He looked at me in his gray wife beater stretched across his protruding belly and asked, "How much is there?"
I looked to Patrick. His eyes were cautious, but not defeated, not despairing, like I expected them to be. "Fifty grand exactly," he said.
The man squinted at Patrick. "You're not from around here, are ya boy?"
Patrick remained silent.
"Well?"
"I'm from Clifden," he said.
"Where?"
"Ireland."
"Ireland!" the man chuckled. His eyes darkened. "Well, let me give you a tip. The way we do things in this country... people die or go to prison when they break into peoples' houses."

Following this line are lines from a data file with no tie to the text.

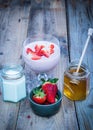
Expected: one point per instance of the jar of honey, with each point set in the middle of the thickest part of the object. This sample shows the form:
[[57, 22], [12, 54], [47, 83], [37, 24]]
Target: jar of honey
[[13, 83], [76, 84]]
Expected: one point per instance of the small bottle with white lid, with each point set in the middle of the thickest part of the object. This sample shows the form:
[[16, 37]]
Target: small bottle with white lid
[[13, 83]]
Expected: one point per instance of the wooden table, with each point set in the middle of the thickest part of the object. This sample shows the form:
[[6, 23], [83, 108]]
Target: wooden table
[[69, 21]]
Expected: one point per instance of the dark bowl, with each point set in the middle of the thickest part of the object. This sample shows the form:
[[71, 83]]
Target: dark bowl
[[45, 110]]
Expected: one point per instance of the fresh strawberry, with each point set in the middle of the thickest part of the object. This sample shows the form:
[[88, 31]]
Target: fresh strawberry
[[51, 46], [39, 96], [50, 88], [45, 53], [51, 49], [35, 57], [29, 51], [39, 51]]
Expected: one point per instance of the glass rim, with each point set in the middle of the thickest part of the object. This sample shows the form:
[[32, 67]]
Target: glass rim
[[12, 71]]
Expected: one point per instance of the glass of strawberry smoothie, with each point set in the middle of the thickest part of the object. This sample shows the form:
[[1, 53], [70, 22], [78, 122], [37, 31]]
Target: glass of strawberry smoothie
[[41, 53]]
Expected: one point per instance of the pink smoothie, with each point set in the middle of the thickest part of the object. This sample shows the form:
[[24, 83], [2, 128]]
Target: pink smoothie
[[44, 64]]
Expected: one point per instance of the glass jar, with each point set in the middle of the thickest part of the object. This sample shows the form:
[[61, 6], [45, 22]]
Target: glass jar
[[76, 84], [13, 83]]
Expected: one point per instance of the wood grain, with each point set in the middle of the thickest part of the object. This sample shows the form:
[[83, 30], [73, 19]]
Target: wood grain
[[49, 19], [79, 20], [13, 30]]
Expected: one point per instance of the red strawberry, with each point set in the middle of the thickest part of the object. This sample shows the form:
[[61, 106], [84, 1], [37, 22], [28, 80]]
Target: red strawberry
[[39, 96], [45, 53], [38, 49], [50, 88], [51, 46], [35, 57], [29, 51]]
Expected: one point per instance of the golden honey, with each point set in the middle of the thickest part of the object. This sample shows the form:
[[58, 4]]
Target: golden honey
[[76, 84]]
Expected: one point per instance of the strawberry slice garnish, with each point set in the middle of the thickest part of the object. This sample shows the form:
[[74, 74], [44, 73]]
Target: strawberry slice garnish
[[39, 96], [35, 57], [39, 51], [50, 88], [29, 51], [51, 46], [45, 53]]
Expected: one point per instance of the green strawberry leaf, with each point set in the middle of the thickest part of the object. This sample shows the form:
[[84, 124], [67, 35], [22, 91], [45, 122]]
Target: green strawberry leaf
[[53, 80], [49, 80]]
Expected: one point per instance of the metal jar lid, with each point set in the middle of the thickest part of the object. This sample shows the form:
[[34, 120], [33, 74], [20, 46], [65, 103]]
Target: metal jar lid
[[12, 71]]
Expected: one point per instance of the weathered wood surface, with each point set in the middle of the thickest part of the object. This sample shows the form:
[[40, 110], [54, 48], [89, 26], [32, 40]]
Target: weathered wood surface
[[13, 30], [50, 19], [80, 18], [46, 16]]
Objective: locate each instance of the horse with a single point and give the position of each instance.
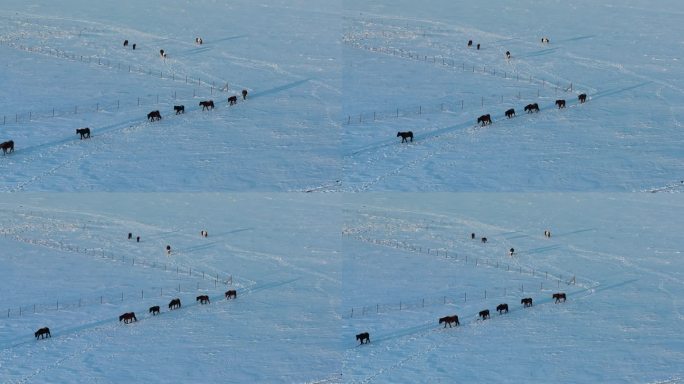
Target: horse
(363, 337)
(128, 317)
(42, 333)
(529, 108)
(448, 320)
(154, 115)
(7, 146)
(207, 104)
(175, 303)
(405, 135)
(484, 120)
(84, 132)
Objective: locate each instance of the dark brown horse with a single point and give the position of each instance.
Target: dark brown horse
(154, 115)
(529, 108)
(84, 132)
(449, 320)
(405, 135)
(43, 333)
(363, 337)
(207, 104)
(484, 120)
(175, 303)
(559, 296)
(7, 146)
(128, 317)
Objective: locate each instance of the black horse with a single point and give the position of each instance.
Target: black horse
(559, 296)
(405, 135)
(154, 115)
(529, 108)
(7, 146)
(84, 132)
(207, 104)
(484, 120)
(449, 320)
(175, 303)
(363, 337)
(42, 333)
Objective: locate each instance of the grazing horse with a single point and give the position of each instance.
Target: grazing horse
(175, 303)
(84, 132)
(154, 115)
(559, 296)
(7, 146)
(484, 120)
(207, 104)
(405, 135)
(363, 337)
(43, 333)
(449, 320)
(529, 108)
(128, 317)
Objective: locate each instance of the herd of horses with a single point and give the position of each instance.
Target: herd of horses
(482, 315)
(129, 317)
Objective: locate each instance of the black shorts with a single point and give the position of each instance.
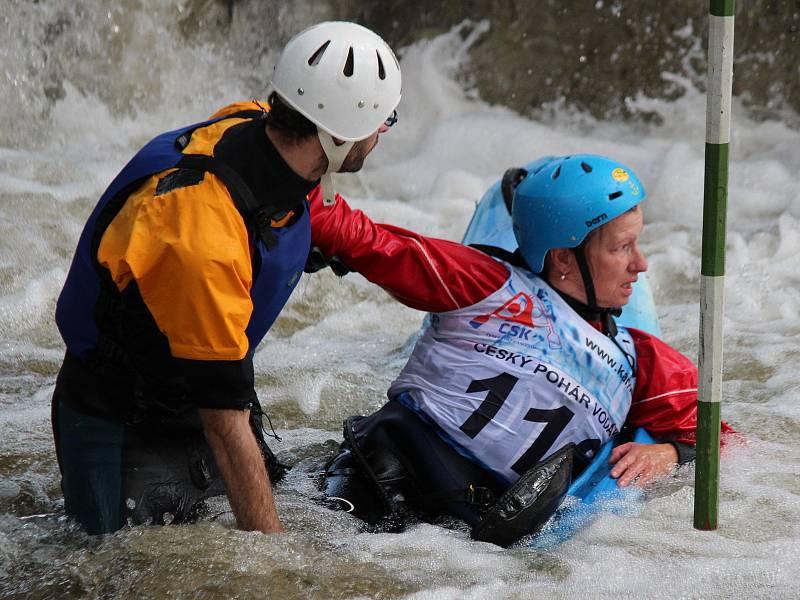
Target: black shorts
(115, 474)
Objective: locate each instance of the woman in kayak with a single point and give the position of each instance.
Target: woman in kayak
(520, 358)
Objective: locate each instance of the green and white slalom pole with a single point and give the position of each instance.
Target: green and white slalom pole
(718, 133)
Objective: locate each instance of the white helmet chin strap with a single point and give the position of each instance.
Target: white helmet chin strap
(336, 155)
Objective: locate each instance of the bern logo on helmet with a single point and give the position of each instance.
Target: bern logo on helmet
(596, 220)
(619, 174)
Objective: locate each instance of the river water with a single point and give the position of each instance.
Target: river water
(83, 87)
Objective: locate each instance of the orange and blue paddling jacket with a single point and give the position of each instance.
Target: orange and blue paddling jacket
(182, 268)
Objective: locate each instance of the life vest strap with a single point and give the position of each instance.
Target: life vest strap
(256, 216)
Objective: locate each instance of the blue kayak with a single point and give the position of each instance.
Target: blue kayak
(594, 491)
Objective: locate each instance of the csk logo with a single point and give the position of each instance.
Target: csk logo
(526, 310)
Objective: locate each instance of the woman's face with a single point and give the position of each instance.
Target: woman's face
(615, 259)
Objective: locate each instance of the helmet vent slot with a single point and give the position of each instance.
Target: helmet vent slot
(381, 69)
(317, 56)
(348, 64)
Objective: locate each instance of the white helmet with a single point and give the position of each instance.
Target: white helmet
(341, 76)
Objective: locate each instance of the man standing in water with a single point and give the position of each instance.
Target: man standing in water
(182, 268)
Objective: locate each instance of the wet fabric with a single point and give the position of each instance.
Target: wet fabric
(116, 474)
(391, 463)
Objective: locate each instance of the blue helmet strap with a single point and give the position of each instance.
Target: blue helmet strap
(588, 284)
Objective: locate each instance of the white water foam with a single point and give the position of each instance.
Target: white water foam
(339, 343)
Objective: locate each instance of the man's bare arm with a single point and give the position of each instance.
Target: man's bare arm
(242, 466)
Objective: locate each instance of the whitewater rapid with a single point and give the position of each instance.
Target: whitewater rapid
(339, 343)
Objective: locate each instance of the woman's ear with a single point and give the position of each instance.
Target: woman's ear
(562, 260)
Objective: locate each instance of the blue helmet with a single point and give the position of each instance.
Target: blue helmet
(561, 201)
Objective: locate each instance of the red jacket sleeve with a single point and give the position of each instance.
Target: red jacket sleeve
(421, 272)
(665, 398)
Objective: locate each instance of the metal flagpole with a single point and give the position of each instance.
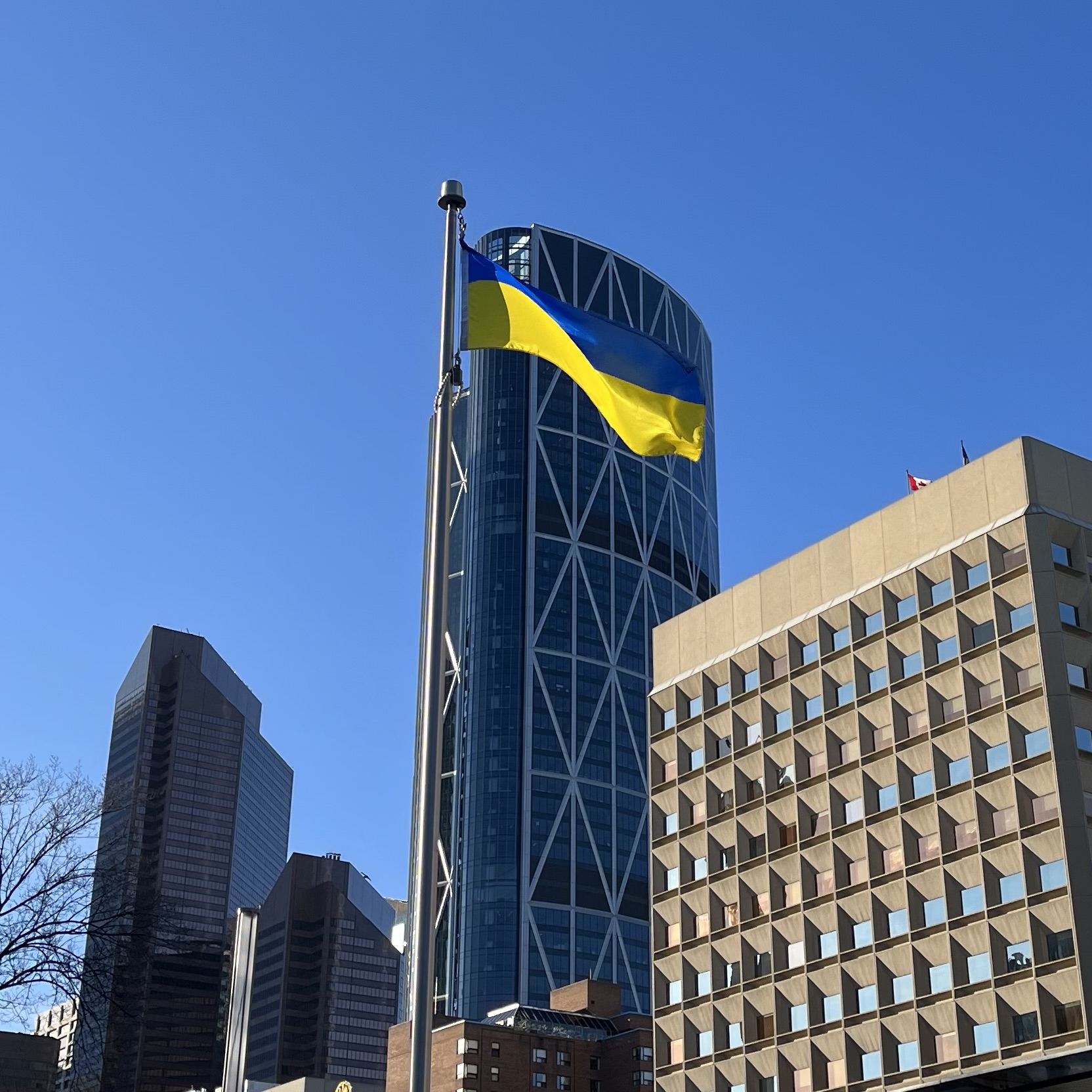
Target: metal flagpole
(427, 817)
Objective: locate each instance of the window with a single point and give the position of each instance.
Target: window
(940, 978)
(1052, 875)
(1060, 555)
(908, 1056)
(1021, 617)
(1011, 887)
(922, 783)
(871, 1069)
(973, 900)
(985, 1038)
(1059, 945)
(1036, 743)
(1018, 956)
(934, 911)
(998, 757)
(1024, 1026)
(959, 770)
(978, 575)
(978, 968)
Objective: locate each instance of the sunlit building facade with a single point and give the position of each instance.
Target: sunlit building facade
(566, 551)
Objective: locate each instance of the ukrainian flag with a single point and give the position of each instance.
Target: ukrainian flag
(649, 396)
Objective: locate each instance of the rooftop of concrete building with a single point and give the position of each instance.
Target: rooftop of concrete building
(1024, 475)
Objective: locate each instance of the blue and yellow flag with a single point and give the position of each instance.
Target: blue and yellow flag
(649, 396)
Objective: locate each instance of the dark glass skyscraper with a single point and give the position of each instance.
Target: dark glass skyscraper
(566, 551)
(198, 826)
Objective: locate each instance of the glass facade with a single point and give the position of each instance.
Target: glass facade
(566, 551)
(200, 827)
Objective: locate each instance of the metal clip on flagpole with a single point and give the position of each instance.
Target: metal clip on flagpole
(427, 812)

Then the man swung his shotgun up on his shoulder so that the muzzle was now looking at the ceiling, which was not what I expected him to do. I felt even more relieved.
"This is my house," Patrick replied under his breath.
"What?!" the man asked, positioning the gun like he might bring it down at any moment.
"This was my house," Patrick replied heatedly. In my head, I was yelling at him shut up! but it was too late. "You bought it from my Father."
"Oh, really?" the man asked, popping his eyebrows up. "Sounds like it never really was yours if your Father owned it."
Patrick began to say something else, but I cut him off. "Sir! There is a pile of money on the floor. Do you want it or not?"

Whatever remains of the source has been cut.